§ The testing framework

Would this strategy actually have made money?

A shared backtesting harness for the Minutemen Alternative Investment Fund. Every member's strategy runs through the same pipeline — same data, same metrics, same stress tests — so results are directly comparable instead of each person producing a different one-off notebook that can't be graded against anyone else's.

§ Exhibit 01 The equity race

Three strategies, one window.

Representative equity curves across 2022–2025 on SPY. The covered-call writer outperforms the underlying by nearly 40 percentage points; a mechanical SMA crossover roughly matches buy-and-hold after frictions.

Intermediate shape is synthesized from the published endpoint returns — actual per-day series ship once export_scorecard_json() lands.

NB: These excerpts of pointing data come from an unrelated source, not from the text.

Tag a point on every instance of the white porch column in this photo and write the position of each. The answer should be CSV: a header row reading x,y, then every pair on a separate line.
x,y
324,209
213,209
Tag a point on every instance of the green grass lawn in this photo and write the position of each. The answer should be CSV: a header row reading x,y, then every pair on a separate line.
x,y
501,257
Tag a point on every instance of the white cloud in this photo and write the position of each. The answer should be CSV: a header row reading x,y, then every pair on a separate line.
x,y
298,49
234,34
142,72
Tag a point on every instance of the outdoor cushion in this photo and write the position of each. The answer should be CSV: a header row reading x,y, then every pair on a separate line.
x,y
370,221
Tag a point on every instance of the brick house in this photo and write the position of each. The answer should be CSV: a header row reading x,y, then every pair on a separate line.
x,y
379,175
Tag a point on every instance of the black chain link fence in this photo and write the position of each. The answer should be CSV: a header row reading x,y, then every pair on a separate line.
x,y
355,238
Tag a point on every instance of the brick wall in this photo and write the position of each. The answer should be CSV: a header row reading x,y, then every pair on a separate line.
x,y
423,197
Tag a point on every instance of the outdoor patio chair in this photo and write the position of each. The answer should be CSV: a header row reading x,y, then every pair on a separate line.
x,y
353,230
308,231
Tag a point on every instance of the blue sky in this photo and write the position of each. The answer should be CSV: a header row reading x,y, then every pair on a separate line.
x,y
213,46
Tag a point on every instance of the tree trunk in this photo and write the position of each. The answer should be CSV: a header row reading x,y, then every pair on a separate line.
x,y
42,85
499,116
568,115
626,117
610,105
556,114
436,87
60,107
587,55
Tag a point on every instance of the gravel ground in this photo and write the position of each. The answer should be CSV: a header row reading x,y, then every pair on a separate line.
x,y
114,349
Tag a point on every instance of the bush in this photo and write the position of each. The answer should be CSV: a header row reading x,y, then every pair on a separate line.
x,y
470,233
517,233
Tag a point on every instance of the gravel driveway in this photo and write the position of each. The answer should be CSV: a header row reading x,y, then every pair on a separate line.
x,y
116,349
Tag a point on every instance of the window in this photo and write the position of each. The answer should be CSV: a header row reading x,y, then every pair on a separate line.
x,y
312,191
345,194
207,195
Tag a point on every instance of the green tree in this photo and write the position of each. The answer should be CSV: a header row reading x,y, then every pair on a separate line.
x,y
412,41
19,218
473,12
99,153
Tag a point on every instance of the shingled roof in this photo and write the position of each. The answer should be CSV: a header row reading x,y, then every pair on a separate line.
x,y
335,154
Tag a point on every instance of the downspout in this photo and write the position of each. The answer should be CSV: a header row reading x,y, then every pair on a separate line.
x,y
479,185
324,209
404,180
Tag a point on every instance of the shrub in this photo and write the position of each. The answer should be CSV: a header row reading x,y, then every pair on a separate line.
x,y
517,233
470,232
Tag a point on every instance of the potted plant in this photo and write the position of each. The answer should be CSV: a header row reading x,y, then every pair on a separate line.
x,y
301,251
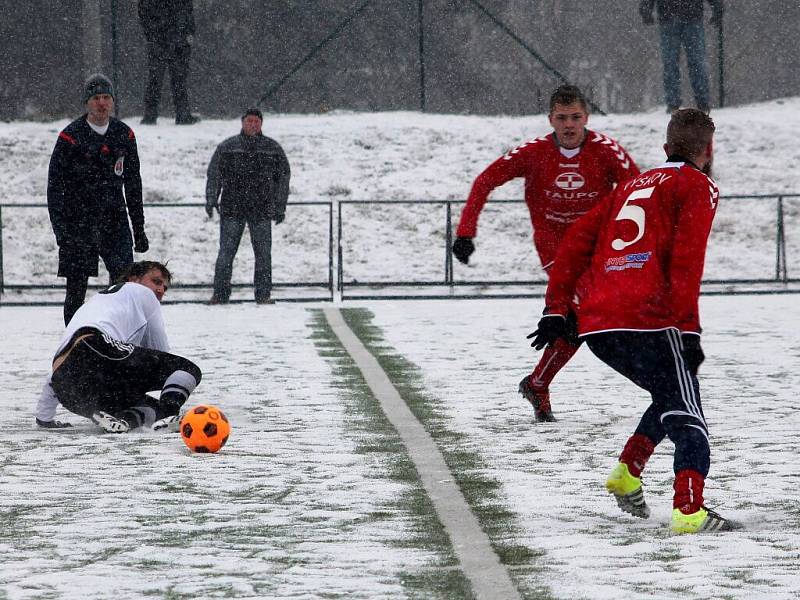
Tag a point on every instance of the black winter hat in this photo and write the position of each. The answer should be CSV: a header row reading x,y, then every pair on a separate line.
x,y
253,111
97,84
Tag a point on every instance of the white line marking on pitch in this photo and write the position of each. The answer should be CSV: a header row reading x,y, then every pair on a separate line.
x,y
489,579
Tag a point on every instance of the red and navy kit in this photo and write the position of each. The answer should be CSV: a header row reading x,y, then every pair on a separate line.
x,y
643,249
559,188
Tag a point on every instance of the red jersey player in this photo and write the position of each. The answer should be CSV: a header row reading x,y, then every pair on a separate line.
x,y
643,249
566,173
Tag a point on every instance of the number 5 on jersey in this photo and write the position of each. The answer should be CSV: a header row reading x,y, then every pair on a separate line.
x,y
631,212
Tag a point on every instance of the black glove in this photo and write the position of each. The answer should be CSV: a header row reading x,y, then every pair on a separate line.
x,y
692,352
647,15
52,424
571,329
549,329
462,249
140,243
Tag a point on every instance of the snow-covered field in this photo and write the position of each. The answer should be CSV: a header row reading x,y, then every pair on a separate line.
x,y
402,156
314,496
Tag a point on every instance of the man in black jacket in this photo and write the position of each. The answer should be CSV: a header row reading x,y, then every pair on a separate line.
x,y
252,172
680,23
168,27
94,159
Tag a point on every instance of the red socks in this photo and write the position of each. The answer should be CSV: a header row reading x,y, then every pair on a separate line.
x,y
638,450
688,491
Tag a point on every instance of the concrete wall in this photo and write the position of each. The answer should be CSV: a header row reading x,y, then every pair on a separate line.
x,y
243,48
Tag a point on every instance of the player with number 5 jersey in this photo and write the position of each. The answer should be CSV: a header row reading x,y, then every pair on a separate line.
x,y
644,247
642,250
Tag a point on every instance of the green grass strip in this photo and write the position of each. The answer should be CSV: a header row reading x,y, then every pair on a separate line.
x,y
482,492
376,438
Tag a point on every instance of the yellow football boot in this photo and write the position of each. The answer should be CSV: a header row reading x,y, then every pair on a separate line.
x,y
627,490
704,520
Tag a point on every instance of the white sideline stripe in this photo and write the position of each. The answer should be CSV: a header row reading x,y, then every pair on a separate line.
x,y
489,579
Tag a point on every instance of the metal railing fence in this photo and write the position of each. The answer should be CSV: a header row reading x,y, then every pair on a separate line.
x,y
447,280
326,282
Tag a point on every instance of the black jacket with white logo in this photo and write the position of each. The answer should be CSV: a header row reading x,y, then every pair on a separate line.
x,y
93,184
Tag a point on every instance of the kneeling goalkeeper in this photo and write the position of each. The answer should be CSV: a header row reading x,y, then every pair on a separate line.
x,y
113,352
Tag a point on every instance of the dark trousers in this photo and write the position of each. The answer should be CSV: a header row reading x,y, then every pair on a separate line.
x,y
692,37
161,57
653,360
230,235
116,259
103,374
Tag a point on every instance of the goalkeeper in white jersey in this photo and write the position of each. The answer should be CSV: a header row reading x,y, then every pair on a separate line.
x,y
113,352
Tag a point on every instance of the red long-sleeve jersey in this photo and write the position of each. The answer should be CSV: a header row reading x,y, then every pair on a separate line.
x,y
559,188
642,250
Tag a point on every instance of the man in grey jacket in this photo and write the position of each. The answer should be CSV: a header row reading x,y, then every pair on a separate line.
x,y
252,173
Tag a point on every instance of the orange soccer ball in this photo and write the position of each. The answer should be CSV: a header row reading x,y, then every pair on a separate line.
x,y
205,428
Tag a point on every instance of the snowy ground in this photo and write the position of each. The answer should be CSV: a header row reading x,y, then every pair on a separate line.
x,y
402,156
313,498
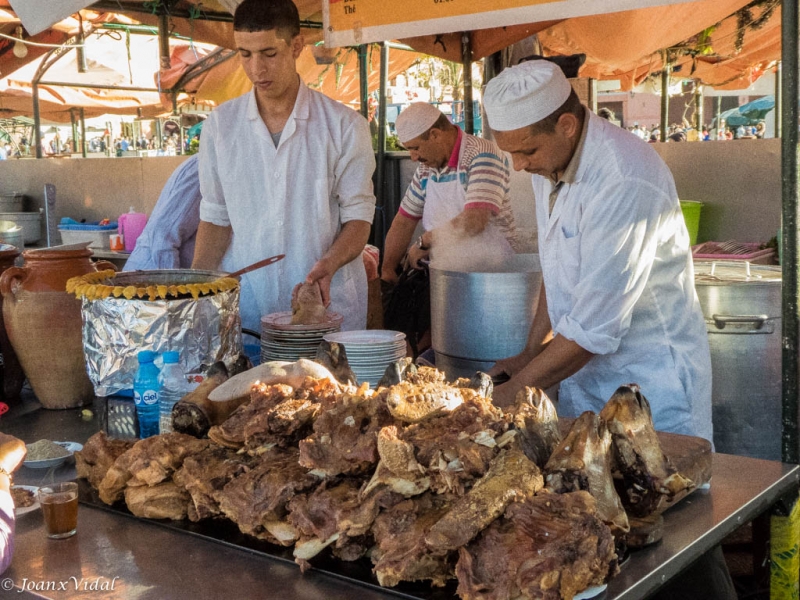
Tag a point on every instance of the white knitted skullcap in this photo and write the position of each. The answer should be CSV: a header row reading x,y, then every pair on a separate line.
x,y
525,94
416,120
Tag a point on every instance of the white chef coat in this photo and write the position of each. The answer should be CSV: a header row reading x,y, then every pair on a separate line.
x,y
290,200
620,281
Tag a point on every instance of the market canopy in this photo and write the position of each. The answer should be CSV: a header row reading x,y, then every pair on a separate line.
x,y
703,39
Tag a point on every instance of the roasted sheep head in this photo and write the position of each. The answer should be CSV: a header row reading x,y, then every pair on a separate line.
x,y
511,477
333,357
534,417
582,461
548,547
398,371
307,306
650,482
412,403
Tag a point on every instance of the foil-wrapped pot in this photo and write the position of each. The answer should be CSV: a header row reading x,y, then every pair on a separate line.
x,y
204,330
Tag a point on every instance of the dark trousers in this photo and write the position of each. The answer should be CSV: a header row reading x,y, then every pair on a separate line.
x,y
706,579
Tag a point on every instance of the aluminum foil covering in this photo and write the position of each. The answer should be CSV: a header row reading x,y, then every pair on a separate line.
x,y
115,330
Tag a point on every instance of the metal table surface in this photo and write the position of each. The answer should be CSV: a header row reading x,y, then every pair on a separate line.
x,y
142,560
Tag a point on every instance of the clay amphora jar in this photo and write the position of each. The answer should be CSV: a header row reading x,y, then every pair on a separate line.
x,y
44,323
13,377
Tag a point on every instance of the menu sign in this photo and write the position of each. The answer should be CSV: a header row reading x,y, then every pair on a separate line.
x,y
351,22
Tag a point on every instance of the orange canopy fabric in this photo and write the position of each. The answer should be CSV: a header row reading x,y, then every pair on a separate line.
x,y
339,79
626,46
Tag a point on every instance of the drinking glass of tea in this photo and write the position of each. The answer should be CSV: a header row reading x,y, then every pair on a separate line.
x,y
59,503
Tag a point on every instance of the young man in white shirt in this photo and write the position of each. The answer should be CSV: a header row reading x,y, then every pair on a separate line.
x,y
285,170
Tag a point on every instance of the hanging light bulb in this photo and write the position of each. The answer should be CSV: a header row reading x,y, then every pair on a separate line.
x,y
20,49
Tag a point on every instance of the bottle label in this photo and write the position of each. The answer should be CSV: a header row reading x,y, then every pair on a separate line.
x,y
148,398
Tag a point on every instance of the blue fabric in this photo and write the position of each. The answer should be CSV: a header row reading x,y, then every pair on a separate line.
x,y
167,241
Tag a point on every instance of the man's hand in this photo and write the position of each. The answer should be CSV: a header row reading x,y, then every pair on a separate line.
x,y
510,366
322,273
389,276
12,452
416,254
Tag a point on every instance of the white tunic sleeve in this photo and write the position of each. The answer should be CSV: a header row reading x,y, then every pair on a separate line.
x,y
353,174
212,207
609,259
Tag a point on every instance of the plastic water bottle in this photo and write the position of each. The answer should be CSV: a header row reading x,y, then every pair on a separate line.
x,y
172,387
145,394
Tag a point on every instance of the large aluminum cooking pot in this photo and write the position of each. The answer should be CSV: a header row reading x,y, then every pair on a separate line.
x,y
478,318
742,308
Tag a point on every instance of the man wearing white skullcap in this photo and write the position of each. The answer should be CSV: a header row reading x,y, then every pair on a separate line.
x,y
618,304
459,192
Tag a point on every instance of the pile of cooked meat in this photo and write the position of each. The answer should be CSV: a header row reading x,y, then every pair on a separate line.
x,y
427,479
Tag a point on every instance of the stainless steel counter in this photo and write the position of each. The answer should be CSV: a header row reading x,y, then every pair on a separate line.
x,y
149,561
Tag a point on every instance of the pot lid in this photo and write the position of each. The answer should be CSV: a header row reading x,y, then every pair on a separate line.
x,y
734,271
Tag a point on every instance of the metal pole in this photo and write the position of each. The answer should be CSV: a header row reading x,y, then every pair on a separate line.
x,y
699,104
466,60
83,133
778,100
664,101
163,41
37,120
363,80
380,230
789,176
74,130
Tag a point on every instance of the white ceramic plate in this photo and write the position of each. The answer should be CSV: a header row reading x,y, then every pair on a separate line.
x,y
32,507
48,463
590,592
365,337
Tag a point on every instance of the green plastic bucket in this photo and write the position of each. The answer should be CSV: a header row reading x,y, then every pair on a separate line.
x,y
691,214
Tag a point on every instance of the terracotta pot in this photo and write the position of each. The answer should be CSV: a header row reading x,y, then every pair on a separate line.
x,y
44,324
13,376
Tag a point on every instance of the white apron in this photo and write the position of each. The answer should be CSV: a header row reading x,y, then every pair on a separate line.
x,y
444,201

Equity · Index = 100 · 2022 → 2025
Representative · pending JSON export
Covered CallSPY+0.0%
SMA CrossoverSPY+0.0%
Buy & HoldSPY+0.0%
§ 01 — 03 Three stress tests, standard

Survive more than one way of being wrong.

  1. § 01

    Monte Carlo stress

    Six synthetic-data generators — GBM, block bootstrap, regime switching, noise injection, Heston stochastic vol, and the trained cGAN — run automatically. If a strategy shows positive Sharpe on pure GBM noise, it is overfitting.

    280+ backtests · per scorecard
  2. § 02

    GAN regime scenarios

    A conditional Wasserstein GAN trained on four real SPY regimes — bullish, bearish, sideways, crash — generates unlimited synthetic paths that preserve regime-specific volatility clustering and tail behavior.

  3. § 03

    Engine divergence

    Every strategy runs through both a bar-based engine (market orders at next open) and an event-driven engine (stop / limit / OCO fills intrabar). If the engines disagree, the strategy's edge is sensitive to execution — a flag that live results will differ.

“The disagreement is the point. A strategy that only works under one engine, one asset, or one historical window isn't a strategy — it's a fit.”
§ For MAIF Plug in

Write a strategy. Get a scorecard.

Three lines of user code, one 4-page scorecard PNG, letter grades on every dimension. Members bring their own logic; the framework handles data, execution, frictions, stress tests, and reporting.